Crowley nodded his assent and got back to the task at hand. He frowned in concentration, while the angel made sure Frederick was watching. 

There was a _whoomp_ sound of displaced air and, suddenly, the pointy one was unfolding large, black wings behind him. 

HE’S A CROW??? Frederick shrieked. OH THAT EXPLAINS *SO* MANY THINGS. 

Crows, he thought with the inborn knowledge of all snake-kind, were nothing any intelligent snake tried to eat. They were smart and ruthless fighters, loyal in a way that caused their loved ones to band together to help them if they were under attack, and lived to cause trouble. They cackled with their own twisted sense of humor that no one else could really understand, and they were messy and annoying. 

That seemed about right, he thought, for what he knew of the pointy one. 

Also, luckily, they tended not to hunt snakes. 

Frederick eyed Crowley with a sense of grudging respect, and nodded his head a little in acceptance. Better a crow, who, yes, was crazy but was _predictable_ crazy, then a big giant seagull. No one could tell what a seagull might do next. 

FINE, he thought at them both, beyond annoyed. I CAN DEAL WITH THIS. REALLY GLAD THIS IS ALL OUT IN THE OPEN. CAN WE STOP WITH THE BIG REVEALS NOW? ANYONE WANT TO TURN INTO A FREAKING LAMPSHADE OR ANYTHING? 

“He’s doing good, I think,” Crowley said. “Let’s show him the rest.”

“Okay, Frederick,” Aziraphale said, “there’s more. Crowley can change into something else, too.”

Frederick sighed dramatically, but looked up, interested in spite of himself. He watched, transfixed, as the big, feathered, Crowley-adjacent thing in front of him slowly morphed and dropped to the floor and became the absolutely _biggest_ snake he had ever seen in his life. 

Frederick’s entire brain short circuited and he did what any sensible snake would do faced with such an enormous threat – he went limp and played dead.

**Notes for the Chapter:**

> .  
.  
Thank you for reading! I was just reading through various outtakes I have been pulling from different parts of the series when editing today and realized this one was almost finished, so here it is! :) I'm still coasting on the happiness of the engagement story and don't really feel like writing any more intense relationship stuff at the moment, so this seemed like a nice change of pace. 
> 
> I'm gonna say one more short chapter and this one is done, but you know how I get... Anyways, I hope you enjoy!


	2. Playing Dead

**Summary for the Chapter:**

> In which a small snake is determined to be faking his death, an angel's sleep is rudely disrupted, and Frederick makes peace with his new serpent friend.  
.  
.

\-------------------  


“What’s wrong with him?” Aziraphale shrieked as Frederick went limp in his hands. “Did he faint? Did he have a heart attack? Oh, Crowley, is he dead?” 

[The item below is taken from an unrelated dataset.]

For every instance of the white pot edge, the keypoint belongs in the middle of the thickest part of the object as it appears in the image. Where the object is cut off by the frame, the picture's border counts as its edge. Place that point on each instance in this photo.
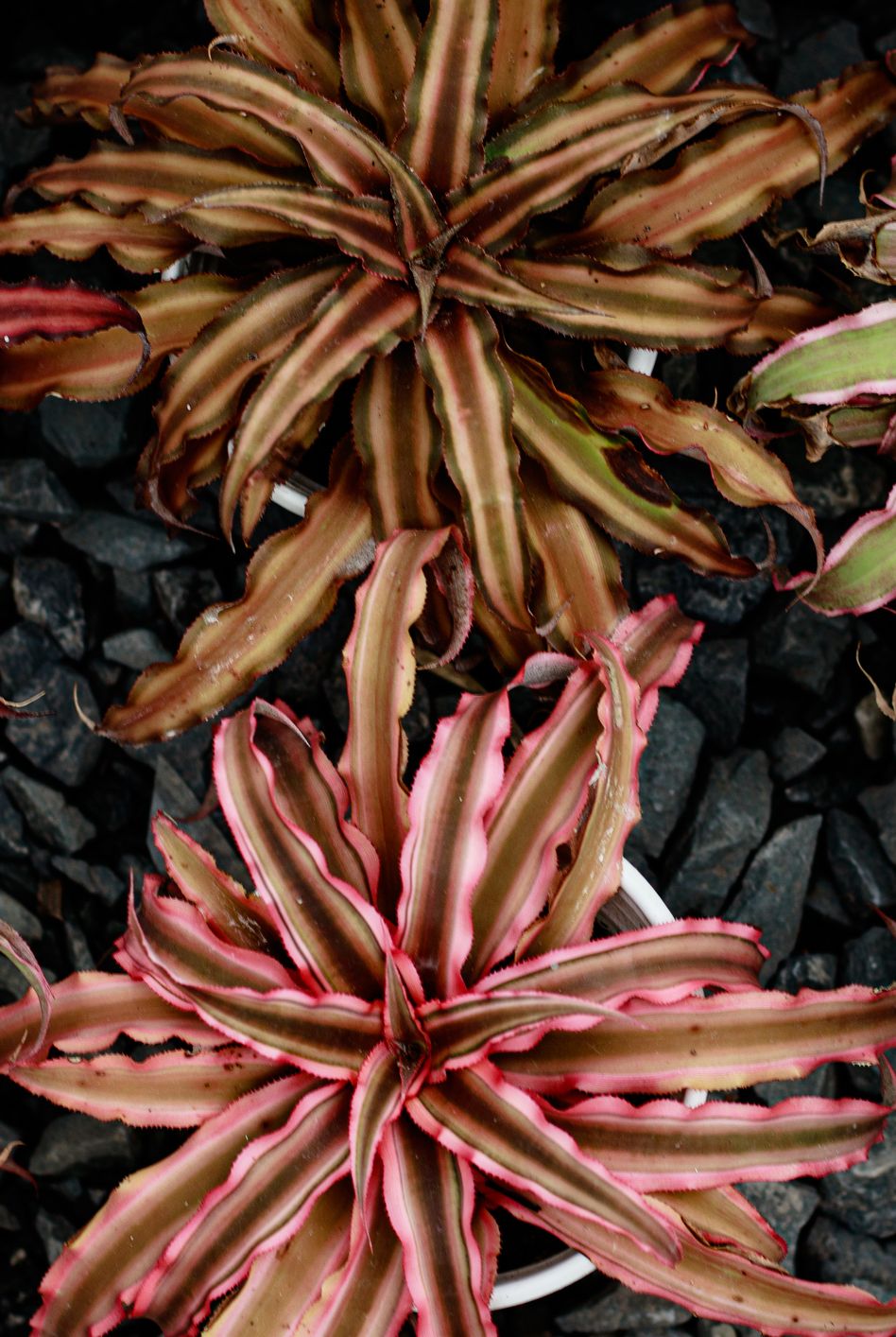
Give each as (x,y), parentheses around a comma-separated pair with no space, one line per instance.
(543,1278)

Crowley shifted back to human form, shaking his head clear from the unpleasantly quick transition, and knelt over to peer at the motionless snake. He picked him up and laid him on the coffee table where he could take a closer look. The angel, near hysterics, snapped and called down a beam of heavenly light to illuminate the snake more clearly. 

“No, I don’t think so,” the demon said after a moment. “He looks dead, but I feel like he’s breathing.”

“We broke him! We are the worst pet parents ever!” Aziraphale sobbed, clearly beginning to panic. His breath got faster and faster and he began to look unusually, frighteningly pale. 

“Angel!” Crowley growled, putting some demonic anger into his voice in order to firmly get Aziraphale’s attention. He took an insistent hold of his shoulders and kept his voice forceful. “Calm. Down. You are NOT going to faint on me, are you? Because so help me, if you leave me with two unconscious drama queens, I am NOT going to handle it well!”

It had the desired effect, he noted – Aziraphale looked startled, then embarrassed, and then attempted to settle down a little. He didn’t seem to trust himself to speak, but instead waved his hand in a sorry-please-go-ahead fashion and stared at Frederick, clearly trying to still his wobbling lower lip. 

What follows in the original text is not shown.